Personal information
- Full name: Nikola Mikić
- Date of birth: 13 September 1985 (age 40)
- Place of birth: Kraljevo, SFR Yugoslavia
- Height: 1.82 m (6 ft 0 in)
- Position: Right-back / Centre-back

Senior career*
- Years: Team / Apps / (Gls)
- 2003–2004: Policajac / 23 / (1)
- 2004–2005: Posavac / 28 / (2)
- 2005–2008: Radnički Niš / 69 / (1)
- 2008–2009: Napredak Kruševac / 47 / (0)
- 2010–2013: Red Star Belgrade / 67 / (7)
- 2013–2015: Manisaspor / 57 / (4)
- 2015: OFK Beograd / 11 / (2)
- 2016: AEL Kalloni / 11 / (0)
- 2016–2017: OFI / 5 / (1)
- 2017–2018: Manisaspor / 20 / (1)
- 2018–2020: Voždovac / 49 / (1)
- 2020: Grafičar Beograd / 14 / (2)
- Total:  / 401 / (22)

Managerial career
- 2024–: Red Star Belgrade (assistant)

= Nikola Mikić =

Serbian footballer

Nikola Mikić (Никола Микић; born 13 September 1985) is a Serbian retired professional footballer who played as a defender.

==Career==
Mikić played for Radnički Niš and Napredak Kruševac, before transferring to Red Star Belgrade in the 2010 winter transfer window.

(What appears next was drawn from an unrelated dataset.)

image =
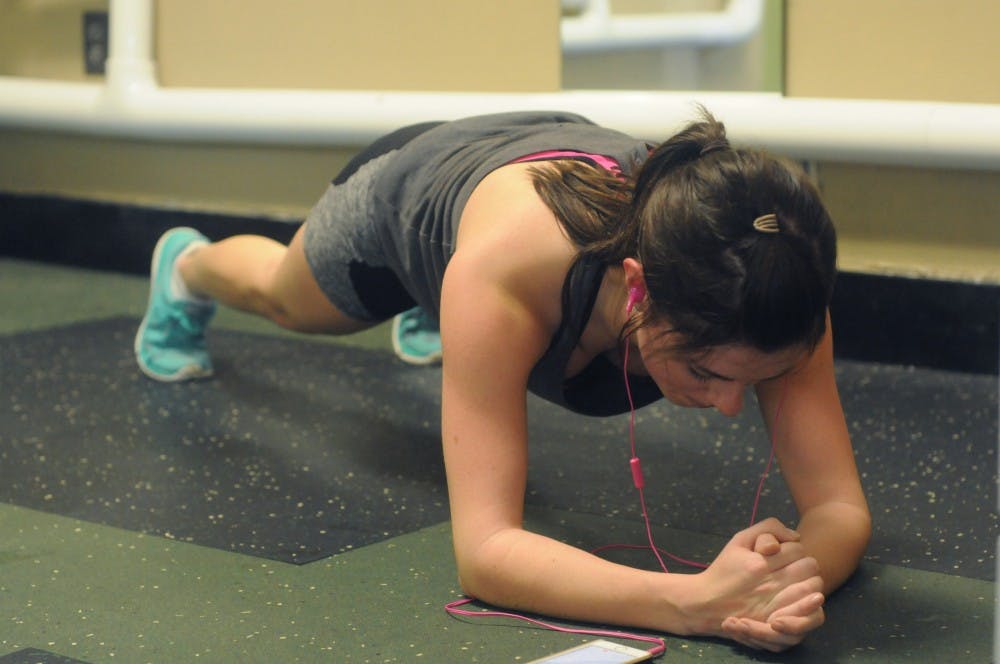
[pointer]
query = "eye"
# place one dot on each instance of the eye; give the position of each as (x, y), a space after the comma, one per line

He spent three and a half years with the club and won two Serbian Cups (2000 and 2012). In the summer of 2013, Mikić moved abroad for the first time and joined Turkish club Manisaspor, spending there the next two seasons.

Since 22 December 2023, he has been an assistant coach at Red Star Belgrade.